Oyun belli. Radikal akımları güçlendir, husumet çıkar, kışkırt, birbirine düşür. Osmanlı’da zaten büyük ülkede Türkler azınlıktı, fazla zor olmadı. Şimdi Ortadoğu’da, Irak üçe bölündü, Suriye belli, Türkiye’ye de yansıtmak istiyorlar. Yapacağımız şey, birbirimize sarılmak, “hangi partiden, hangi düşünce ve inançtan olursan, bizdensin” demek. Çünkü sen bir Türkiye Cumhuriyeti vatandaşısın, bu ülkenin ortağısın, bu CV, bu kartvizit yeter.
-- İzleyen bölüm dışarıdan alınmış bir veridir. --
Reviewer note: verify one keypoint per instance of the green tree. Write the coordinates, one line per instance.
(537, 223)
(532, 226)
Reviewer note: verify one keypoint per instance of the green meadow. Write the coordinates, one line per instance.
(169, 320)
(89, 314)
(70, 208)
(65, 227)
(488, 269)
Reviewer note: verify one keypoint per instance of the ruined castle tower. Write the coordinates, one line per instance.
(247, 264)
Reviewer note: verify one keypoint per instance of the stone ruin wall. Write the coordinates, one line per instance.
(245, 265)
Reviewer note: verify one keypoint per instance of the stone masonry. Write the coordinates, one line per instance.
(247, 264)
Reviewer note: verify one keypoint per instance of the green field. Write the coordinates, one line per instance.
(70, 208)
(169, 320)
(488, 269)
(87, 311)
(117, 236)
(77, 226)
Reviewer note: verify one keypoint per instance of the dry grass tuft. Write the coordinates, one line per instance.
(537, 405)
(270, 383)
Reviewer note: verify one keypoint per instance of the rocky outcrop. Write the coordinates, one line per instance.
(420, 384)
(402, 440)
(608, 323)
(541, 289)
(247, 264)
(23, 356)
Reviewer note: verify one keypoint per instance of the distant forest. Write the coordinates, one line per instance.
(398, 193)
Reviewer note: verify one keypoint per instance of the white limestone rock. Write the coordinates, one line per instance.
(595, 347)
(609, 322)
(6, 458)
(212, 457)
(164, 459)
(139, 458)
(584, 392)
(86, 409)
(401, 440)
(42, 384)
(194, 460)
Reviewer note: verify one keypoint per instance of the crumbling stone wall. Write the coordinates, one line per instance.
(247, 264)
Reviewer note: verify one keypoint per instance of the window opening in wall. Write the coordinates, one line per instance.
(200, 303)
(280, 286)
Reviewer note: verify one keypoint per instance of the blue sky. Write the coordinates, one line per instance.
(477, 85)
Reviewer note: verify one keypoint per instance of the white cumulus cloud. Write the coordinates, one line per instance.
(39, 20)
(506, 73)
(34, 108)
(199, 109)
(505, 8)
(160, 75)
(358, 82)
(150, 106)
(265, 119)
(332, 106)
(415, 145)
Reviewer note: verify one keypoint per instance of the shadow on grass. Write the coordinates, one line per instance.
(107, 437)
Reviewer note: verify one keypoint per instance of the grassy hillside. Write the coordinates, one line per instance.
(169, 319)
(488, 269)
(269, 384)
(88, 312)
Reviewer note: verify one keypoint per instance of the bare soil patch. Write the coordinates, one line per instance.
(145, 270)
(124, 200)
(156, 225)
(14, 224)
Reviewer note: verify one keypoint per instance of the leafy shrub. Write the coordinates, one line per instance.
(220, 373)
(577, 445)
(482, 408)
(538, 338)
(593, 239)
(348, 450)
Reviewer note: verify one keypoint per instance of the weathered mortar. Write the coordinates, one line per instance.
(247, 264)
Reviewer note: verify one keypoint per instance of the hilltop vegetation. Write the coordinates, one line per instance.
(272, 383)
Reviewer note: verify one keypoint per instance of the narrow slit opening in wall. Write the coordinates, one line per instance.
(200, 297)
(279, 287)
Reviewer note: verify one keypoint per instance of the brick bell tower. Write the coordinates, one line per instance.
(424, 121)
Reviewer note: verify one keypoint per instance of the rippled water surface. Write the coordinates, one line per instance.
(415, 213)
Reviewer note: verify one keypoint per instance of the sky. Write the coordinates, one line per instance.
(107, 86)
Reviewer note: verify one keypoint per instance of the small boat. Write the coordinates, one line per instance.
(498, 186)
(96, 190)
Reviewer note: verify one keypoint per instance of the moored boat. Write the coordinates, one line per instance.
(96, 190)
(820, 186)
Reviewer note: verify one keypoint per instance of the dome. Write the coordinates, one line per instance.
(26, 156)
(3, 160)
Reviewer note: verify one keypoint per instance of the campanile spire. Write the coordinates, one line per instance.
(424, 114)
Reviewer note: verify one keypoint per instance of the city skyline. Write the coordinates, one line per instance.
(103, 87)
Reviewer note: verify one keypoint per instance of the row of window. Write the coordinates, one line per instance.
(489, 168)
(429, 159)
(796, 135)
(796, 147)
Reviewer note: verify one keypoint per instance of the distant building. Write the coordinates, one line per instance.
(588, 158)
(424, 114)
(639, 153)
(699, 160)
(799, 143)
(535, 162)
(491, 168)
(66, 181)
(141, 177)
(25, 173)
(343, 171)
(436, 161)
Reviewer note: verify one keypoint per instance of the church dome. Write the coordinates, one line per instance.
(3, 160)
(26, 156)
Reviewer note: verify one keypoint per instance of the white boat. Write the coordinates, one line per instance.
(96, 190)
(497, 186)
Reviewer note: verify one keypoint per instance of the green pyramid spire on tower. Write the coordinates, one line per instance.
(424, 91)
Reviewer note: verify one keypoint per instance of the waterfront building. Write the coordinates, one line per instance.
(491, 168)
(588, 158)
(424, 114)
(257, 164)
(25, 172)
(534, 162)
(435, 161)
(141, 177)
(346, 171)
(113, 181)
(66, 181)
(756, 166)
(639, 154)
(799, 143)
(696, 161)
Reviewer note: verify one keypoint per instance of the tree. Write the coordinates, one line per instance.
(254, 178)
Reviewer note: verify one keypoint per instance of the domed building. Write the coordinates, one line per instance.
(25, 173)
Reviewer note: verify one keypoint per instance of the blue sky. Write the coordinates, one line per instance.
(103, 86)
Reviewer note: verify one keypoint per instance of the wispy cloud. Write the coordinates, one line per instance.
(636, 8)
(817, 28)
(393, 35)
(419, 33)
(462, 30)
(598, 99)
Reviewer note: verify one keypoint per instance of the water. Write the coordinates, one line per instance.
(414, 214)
Zorbalığa, teröre sapmadığın sürece saygımıza, dostluğumuza layıksın diyebilmeliyiz. Ayrışmak için değil, bütünleşmek için bahane budur.

Kuvvetli bir analiz, ayrıştırma içindeyiz. İhtiyacımız olansa sentez. Tüme varalım. Bir vücut, bütün organlarıyla birlikte güçlüdür. Birbirine düşmüş görüntüde çullanan çok olur. Kişisel ya da dar kalıp çıkarlar değil, tüm ülkeyi kavrayan anlayışa ihtiyaç var.

Ben akademisyen değilim, benim vatandaş bildirim budur.

 
Toplam blog
: 61
: 25799
Kayıt tarihi
: 09.07.08
 
 

Ankara'da yaşayan Afyon doğumlu, Gazetecilik Halkla İlişkiler Radyo-TV bölümü mezunuyum.. Kamuda ..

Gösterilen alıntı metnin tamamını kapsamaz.